In trying to estimate how far from the sun's surface this preferential heating stops, U-M's team examined decades of observations of the solar wind by NASA's Wind spacecraft. They looked at how much of helium's increased temperature close to the sun was washed out by collisions between ions in the solar wind as they traveled out to Earth...
Those calculations put the outer edge of the superheating zone roughly 10 to 50 solar radii from the surface. It was impossible to be more definitive since some values could only be guessed at.
(Excerpt) Read more at phys.org ...
Why is the Sun's outer atmosphere hotter than its fiery surface? Thanks to NASA's Parker Solar Probe, University of Michigan researchers believe they will soon have an answer. In roughly two years, the probe will be the first manmade craft to enter the zone of preferential heating boundary. The Parker Solar Probe lifted off in August 2018 and had its first rendezvous with the sun in November 2018 -- already getting closer to the sun than any other human-made object. In the coming years, Parker will get even closer with each pass until the probe falls below the Alfvén point. In their paper, Kasper and Klein predict it should enter the zone of preferential heating in 2021 as the boundary expands with increasing solar activity. Then, NASA will have information direct from the source to answer all manner of long-standing questions. This research is led by Justin Kasper, an Associate Professor of Climate and Space Sciences and Engineering at U-M. | Solving the Sun's burning mystery | Michigan Engineering | Published on June 4, 2019 | YouTube
Could try, but I don't like the odds of success, and I mean in several different ways.
Send a spaceship full of them out there with bags of ice.
That'll work, as long as they go at night. Or during an eclipse.
Parker almost had to build this, they've never gotten over the embarrassment of having Fisher beat them to the space pen.
Is that basically correct?
Just give ‘em some Copper Tone and sunglasses.
They’ll be fine.
It’s frigging June and last night was 43 degrees.
I WANT MY GLOBAL WARMING!
Regarding this and other probes: It is a very bad idea to f*** around with the sun.
Solar wind heats up planet Jupiter
Why waste the ice? You’d have room for more of them if you skipped the ice.
I’m just saying, if we’re going to send a spaceship to the Sun filled with asshat climate commies, lets pack as many of them in there (comfortably of course, at least for the launch) as we can.

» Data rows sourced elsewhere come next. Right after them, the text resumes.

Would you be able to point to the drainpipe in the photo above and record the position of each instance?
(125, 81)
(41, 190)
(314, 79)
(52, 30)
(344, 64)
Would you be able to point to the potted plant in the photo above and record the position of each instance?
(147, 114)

We could name the ship the Pinocet!
Forget the solar wind, you need The Summer Wind.
As a matter of fact, we could pipe this in to the Starship Pinocet and play it over and over...
That looks like one of those whistling past the graveyard kinds of things. The temperature jumps from about 5000 (cornea) to a million (corona), and based on physics models it shouldn't be doing that. If low density were a factor, there wouldn't be any data to support the observation of the anomaly.
Agreed. Or with Billy the Mountain.
And Ray can pilot it. You've heard of him, Ray Ban. I went to school with his older brother. Both of them went into the USAF then the astronaut corps. They were unflappable, no matter what problems they faced, they just would roll on.